Earlier this week it emerged that customers of SuperValu, AXA, ESB and Stena Line had been hit by the attack.
Both AIB and Permanent TSB have confirmed that there is evidence of possible fraud on cards that were involved in the Loyaltybuild breach.
However, neither bank could confirm that actual fraudulent activity had taken place arising from the cyber attack - the largest such compromise to date in Ireland.
PTSB said a preliminary review does indicate some likely frauds and the bank is in contact with those customers.
Similarly, AIB said its experience would be similar to that described by PTSB.
A spokeswoman said in the scheme of things it is small, with no confirmed fraud as of now.

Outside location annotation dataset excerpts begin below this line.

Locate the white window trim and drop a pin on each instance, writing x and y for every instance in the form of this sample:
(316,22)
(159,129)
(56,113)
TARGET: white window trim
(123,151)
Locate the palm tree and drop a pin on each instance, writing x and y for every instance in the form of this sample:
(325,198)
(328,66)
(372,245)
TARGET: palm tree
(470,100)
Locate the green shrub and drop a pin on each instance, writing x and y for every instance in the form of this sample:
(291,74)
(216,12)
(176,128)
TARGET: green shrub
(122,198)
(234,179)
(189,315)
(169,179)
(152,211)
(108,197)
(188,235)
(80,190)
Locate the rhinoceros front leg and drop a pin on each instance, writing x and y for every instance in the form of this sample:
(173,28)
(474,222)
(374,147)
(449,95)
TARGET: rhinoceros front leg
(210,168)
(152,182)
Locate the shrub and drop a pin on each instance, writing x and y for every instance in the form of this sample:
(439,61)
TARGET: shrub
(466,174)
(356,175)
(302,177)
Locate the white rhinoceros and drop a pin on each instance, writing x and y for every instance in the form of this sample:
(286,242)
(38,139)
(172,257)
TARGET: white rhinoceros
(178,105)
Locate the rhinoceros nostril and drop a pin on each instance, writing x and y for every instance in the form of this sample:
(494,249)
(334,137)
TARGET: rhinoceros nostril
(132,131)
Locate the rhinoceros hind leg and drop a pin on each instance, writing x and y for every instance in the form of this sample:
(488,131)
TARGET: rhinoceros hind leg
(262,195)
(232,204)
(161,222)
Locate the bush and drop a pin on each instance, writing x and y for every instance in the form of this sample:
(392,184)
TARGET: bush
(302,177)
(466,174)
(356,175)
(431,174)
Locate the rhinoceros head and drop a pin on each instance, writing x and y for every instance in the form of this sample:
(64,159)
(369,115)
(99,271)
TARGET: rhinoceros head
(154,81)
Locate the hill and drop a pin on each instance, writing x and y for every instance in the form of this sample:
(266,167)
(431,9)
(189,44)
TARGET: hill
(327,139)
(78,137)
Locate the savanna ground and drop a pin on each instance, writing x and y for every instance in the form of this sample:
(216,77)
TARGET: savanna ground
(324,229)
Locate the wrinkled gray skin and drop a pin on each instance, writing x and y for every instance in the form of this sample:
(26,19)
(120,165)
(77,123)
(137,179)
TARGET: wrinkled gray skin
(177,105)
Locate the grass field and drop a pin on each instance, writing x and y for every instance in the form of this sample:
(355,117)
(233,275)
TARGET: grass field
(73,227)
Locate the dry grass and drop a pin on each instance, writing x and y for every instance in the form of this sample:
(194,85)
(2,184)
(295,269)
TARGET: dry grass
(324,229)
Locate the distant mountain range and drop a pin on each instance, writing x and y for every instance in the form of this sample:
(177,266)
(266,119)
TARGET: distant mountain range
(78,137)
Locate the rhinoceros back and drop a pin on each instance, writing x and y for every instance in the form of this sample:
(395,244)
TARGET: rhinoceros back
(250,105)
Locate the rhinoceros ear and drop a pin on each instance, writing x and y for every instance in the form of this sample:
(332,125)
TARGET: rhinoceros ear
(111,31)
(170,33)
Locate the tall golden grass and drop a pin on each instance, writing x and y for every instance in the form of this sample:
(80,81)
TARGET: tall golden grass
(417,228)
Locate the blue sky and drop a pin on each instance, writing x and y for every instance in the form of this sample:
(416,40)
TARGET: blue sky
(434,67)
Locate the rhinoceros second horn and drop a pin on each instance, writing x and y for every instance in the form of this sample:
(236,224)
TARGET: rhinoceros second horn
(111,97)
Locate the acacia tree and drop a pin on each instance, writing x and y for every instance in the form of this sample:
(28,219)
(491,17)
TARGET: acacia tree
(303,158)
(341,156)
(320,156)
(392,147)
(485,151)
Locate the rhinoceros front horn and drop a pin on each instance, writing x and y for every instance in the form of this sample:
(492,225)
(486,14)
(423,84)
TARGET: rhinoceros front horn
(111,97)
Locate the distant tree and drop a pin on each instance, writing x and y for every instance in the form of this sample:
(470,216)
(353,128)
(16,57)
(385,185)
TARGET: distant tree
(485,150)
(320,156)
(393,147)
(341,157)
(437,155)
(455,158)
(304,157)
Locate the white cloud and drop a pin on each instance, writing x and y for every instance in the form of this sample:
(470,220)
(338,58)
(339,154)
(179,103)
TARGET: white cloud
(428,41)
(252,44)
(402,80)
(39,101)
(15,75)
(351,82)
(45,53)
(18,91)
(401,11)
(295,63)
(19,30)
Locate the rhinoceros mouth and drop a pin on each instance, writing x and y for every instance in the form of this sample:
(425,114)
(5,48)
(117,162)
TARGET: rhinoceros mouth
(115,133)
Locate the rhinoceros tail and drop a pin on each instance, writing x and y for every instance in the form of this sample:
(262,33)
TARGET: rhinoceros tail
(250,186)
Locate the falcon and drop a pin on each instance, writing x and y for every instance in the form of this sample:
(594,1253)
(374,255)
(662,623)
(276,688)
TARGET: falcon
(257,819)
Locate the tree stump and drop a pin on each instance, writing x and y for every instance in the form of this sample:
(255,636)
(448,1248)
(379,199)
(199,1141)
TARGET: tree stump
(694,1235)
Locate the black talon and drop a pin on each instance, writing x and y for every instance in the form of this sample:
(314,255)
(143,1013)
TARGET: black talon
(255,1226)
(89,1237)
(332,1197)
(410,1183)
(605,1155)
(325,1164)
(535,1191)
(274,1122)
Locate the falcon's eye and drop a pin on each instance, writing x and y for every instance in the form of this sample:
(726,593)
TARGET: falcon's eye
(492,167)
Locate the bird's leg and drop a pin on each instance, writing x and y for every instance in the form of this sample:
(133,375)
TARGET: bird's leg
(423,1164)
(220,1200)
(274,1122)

A spokesperson for Ulster Bank said it is looking into the situation and said there is no evidence of any of its customers being affected by financial fraud at this stage.
Bank of Ireland said there was no evidence of credit card fraud with its customers.
However, a spokesperson said the bank is conducting a forensic analysis on cards caught up in the hacking.
Breach a blow to consumer confidence - IPSO
A spokeswoman for the Irish Payment Services Organisation has said the Loyaltybuild breach is a blow to consumer confidence.
However, speaking on RTÉ's Morning Ireland Úna Dillon said while there is evidence of fraud on some of the payment cards affected, they had not detected any particular fraud trend.
"We're happy today to say that certainly the fraud that has happened on cards affected didn't relate to the incident so it would suggest to me that whoever was hacking the cards was not necessarily looking for the card payment information."
Around 376,000 people had their credit card details stolen and the financial details of another 150,000 have been potentially compromised arising from the Loyaltybuild hack.
Minister for Communications, Energy and Natural Resource Pat Rabbitte said the important thing about what happened was that it was traceable fraud.
That meant consumers would not be at risk or out-of-pocket at the end of the day irrespective of whether perpetrators were brought to justice, he said.
Fianna Fáil spokesperson for jobs, enterprise and innovation Dara Calleary said the Financial Regulator needs to make a strong statement on the security breach.
He said that the drip feed of information needed to come to an end.
Loyaltybuild runs special offers and incentive schemes for major retailers, utilities and service providers in Ireland, the UK, Scandinavia and Switzerland.